Calculate Statistics for a ProductTransaction Database (SPMF documentation)
This example explains how to calculate statistics for a product transaction database using the SPMF open-source data mining library.
How to run this example?
- If you are using the graphical interface, (1) choose the "Calculate_stats_for_a_transaction_database" algorithm, (2) choose the input file contextVME.txt (3) click "Run algorithm".

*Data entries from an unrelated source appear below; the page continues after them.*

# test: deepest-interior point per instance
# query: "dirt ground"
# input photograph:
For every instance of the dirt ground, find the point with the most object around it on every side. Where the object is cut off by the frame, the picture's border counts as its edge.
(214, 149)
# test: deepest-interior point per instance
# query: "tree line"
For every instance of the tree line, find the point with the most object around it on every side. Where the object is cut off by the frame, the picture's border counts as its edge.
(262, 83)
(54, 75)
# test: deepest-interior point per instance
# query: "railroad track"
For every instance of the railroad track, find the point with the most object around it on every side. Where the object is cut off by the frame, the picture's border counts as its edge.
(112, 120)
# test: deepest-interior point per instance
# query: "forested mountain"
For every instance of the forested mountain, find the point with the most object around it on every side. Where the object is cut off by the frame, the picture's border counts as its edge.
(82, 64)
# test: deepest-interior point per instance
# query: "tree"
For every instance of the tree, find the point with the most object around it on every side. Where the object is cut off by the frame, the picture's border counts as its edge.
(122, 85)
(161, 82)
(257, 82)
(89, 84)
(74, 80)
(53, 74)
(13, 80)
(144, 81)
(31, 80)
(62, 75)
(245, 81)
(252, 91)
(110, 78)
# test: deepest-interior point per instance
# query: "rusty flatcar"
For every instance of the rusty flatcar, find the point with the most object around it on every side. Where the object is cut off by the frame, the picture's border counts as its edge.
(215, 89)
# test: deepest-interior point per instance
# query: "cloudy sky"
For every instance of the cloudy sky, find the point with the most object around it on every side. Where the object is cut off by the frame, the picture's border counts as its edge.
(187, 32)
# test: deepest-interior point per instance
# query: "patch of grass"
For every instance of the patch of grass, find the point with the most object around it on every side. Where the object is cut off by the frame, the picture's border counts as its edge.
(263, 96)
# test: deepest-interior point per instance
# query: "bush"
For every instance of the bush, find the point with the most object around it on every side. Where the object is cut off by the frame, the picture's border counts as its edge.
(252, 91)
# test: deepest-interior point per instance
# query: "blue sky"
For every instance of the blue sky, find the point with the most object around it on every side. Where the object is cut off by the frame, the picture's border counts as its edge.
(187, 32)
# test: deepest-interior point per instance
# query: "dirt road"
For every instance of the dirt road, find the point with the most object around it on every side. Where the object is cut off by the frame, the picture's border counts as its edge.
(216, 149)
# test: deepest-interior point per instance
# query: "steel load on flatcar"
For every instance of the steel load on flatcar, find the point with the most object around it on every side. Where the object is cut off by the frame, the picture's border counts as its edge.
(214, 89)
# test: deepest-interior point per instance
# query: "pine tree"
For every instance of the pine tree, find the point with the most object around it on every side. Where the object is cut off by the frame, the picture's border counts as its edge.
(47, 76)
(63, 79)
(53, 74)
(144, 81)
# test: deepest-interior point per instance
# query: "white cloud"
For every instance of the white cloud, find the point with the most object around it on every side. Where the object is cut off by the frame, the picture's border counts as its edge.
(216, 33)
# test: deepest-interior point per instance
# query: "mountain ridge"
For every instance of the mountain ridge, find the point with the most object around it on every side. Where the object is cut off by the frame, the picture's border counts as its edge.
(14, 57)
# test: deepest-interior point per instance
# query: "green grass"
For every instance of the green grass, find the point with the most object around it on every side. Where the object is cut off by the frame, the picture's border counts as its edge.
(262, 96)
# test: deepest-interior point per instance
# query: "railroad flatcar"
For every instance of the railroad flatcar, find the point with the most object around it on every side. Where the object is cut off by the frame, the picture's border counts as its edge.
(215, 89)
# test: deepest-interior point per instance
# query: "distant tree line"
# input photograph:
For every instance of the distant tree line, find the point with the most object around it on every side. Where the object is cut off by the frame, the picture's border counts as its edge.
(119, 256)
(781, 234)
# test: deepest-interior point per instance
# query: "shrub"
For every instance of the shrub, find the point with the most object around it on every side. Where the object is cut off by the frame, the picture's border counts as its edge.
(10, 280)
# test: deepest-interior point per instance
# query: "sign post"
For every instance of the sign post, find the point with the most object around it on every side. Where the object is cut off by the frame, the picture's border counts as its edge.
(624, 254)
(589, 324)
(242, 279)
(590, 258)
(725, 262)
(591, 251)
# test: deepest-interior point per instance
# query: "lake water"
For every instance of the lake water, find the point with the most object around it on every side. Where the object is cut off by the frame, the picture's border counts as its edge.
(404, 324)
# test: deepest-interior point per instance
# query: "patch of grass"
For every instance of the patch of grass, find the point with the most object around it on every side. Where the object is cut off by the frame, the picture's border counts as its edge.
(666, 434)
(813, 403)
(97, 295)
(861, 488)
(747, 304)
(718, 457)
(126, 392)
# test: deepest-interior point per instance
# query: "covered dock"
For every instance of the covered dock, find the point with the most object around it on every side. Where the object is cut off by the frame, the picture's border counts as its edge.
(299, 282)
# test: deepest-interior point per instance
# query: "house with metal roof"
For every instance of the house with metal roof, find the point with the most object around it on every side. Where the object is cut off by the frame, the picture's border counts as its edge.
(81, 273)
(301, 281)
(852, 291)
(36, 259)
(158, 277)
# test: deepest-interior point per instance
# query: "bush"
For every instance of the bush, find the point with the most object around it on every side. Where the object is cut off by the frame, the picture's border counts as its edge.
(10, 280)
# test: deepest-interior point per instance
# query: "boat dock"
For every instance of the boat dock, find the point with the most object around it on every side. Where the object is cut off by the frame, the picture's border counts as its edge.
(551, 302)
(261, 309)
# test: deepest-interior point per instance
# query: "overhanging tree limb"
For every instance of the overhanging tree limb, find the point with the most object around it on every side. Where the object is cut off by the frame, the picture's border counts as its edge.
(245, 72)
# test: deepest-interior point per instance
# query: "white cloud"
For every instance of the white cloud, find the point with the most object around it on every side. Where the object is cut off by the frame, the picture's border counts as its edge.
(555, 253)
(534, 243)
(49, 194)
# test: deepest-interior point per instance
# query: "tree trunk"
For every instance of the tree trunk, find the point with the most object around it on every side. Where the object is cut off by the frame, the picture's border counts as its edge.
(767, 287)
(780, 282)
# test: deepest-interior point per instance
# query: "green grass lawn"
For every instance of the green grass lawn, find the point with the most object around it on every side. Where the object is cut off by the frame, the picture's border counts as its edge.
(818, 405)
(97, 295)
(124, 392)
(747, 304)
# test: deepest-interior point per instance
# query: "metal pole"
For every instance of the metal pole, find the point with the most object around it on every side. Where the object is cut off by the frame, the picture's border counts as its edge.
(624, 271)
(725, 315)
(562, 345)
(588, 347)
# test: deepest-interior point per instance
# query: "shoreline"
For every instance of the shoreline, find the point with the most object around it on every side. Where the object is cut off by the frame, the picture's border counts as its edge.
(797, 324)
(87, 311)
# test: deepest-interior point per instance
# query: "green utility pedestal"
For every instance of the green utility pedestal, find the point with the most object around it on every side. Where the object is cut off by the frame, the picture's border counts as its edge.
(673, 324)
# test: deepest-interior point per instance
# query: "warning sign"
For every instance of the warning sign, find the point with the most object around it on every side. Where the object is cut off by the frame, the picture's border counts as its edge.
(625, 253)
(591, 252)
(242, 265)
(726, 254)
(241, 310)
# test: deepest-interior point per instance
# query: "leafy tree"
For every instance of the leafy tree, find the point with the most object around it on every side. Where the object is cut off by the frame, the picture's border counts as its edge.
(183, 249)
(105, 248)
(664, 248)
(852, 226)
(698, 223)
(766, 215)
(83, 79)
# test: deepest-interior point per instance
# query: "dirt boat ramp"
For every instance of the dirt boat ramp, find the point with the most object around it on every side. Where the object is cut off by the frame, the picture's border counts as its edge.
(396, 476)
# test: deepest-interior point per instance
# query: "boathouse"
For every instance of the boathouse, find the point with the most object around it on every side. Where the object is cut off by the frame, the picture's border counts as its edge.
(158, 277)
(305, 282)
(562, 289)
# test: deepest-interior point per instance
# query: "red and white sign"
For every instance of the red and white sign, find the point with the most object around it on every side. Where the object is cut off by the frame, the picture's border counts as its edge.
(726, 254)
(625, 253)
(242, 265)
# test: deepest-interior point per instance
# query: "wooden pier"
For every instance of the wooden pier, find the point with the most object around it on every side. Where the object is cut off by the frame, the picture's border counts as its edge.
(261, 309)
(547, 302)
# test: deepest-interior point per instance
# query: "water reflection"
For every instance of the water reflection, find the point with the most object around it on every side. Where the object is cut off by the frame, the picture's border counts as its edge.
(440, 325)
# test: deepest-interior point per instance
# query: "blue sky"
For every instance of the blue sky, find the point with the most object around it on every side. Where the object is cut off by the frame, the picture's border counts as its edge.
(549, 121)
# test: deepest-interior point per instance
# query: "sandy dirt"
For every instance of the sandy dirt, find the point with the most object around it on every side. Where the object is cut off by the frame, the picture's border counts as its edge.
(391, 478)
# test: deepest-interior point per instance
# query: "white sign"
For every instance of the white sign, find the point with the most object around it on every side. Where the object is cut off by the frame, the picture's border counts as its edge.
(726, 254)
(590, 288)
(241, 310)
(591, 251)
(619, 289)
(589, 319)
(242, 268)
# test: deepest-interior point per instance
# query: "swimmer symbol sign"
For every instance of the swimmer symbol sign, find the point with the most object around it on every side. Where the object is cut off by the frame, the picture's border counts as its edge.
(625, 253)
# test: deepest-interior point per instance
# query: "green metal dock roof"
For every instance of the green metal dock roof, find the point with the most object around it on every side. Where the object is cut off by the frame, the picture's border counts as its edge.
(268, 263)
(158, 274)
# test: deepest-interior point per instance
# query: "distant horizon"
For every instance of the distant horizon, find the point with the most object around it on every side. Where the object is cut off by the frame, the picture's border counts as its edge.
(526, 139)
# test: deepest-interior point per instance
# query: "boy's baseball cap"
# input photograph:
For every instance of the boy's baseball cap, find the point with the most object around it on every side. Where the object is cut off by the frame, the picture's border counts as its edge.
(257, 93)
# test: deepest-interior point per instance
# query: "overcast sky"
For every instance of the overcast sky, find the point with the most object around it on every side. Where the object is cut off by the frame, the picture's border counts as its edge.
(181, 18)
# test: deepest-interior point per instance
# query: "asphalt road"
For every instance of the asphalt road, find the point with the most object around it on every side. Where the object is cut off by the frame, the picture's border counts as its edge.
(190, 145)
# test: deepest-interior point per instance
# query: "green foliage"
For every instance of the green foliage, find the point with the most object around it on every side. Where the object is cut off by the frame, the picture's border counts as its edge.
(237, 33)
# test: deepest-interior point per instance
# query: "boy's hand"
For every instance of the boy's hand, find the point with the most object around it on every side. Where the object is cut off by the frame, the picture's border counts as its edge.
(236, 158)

- If you want to execute this example from the command
line, then execute this command:
java -jar spmf.jar run Calculate_stats_for_a_transaction_database contextVME.txt no_output_file in a folder containing spmf.jar and the input file contextVME.txt. - If you are using the source code version of SPMF, launch the file "MainTestStatsTransactionDBProduct.java" in the package ca.pfv.SPMF.tests.
What is this tool?
This tool is a tool for generating statistics about a product transaction database, as used by algorithms such as VME. This tool can be used to know for example if the database is dense or sparse before applying a data mining algorithm.
What is the input?
The input is a product transaction database (aka formal context). A product is defined as a set of items that are used to assemble the product. Moreover each product is annotated with a profit (a positive integer) that indicates how much money this product generate for the company. For example, let's consider the following product database, consisting of 6 products and 7 items (this example is taken from the article of Deng & Xu, 2010). Each product is annotated with the profit information. For example, the first line indicates that the product 1 generate a total profit of 50 $ for the company and that its assembly requires parts 2, 3, 4 and 6. This product database is provided in the file "contextVME.txt" of the SPMF distribution.:
profit | items | |
product1 | 50$ | {2, 3, 4, 6} |
product2 | 20$ | {2, 5, 7} |
product3 | 50$ | {1, 2, 3, 5} |
product4 | 800$ | {1, 2, 4} |
product5 | 30$ | {6, 7} |
product6 | 50$ | {3, 4} |
What is the output?
The output is statistics about the product transaction database. For example, if we use the tool on the previous product transaction database given as example, we get the following statistics:
============ TRANSACTION DATABASE STATS ==========
Number of transactions : 6
File C:\Users\Phil\Desktop\test_files\contextVME.txt
Number of distinct items: 7
Smallest item id: 1
Largest item id: 7
Average number of items per transaction: 3.0 standard deviation: 0.816496580927726 variance: 0.6666666666666666
Average profit per product (transaction): 166.66666666666666 standard deviation: 283.4705550062573 variance: 80355.55555555555
Average item support in the database: 2.5714285714285716 standard deviation: 0.7284313590846836 variance: 0.5306122448979592 min value: 2 max value: 4
Database density: 42.857142857142854 %
Input file format
The input file format is defined as follows. It is a text file. Each lines represents a transaction. Each line is composed of two sections, as follows.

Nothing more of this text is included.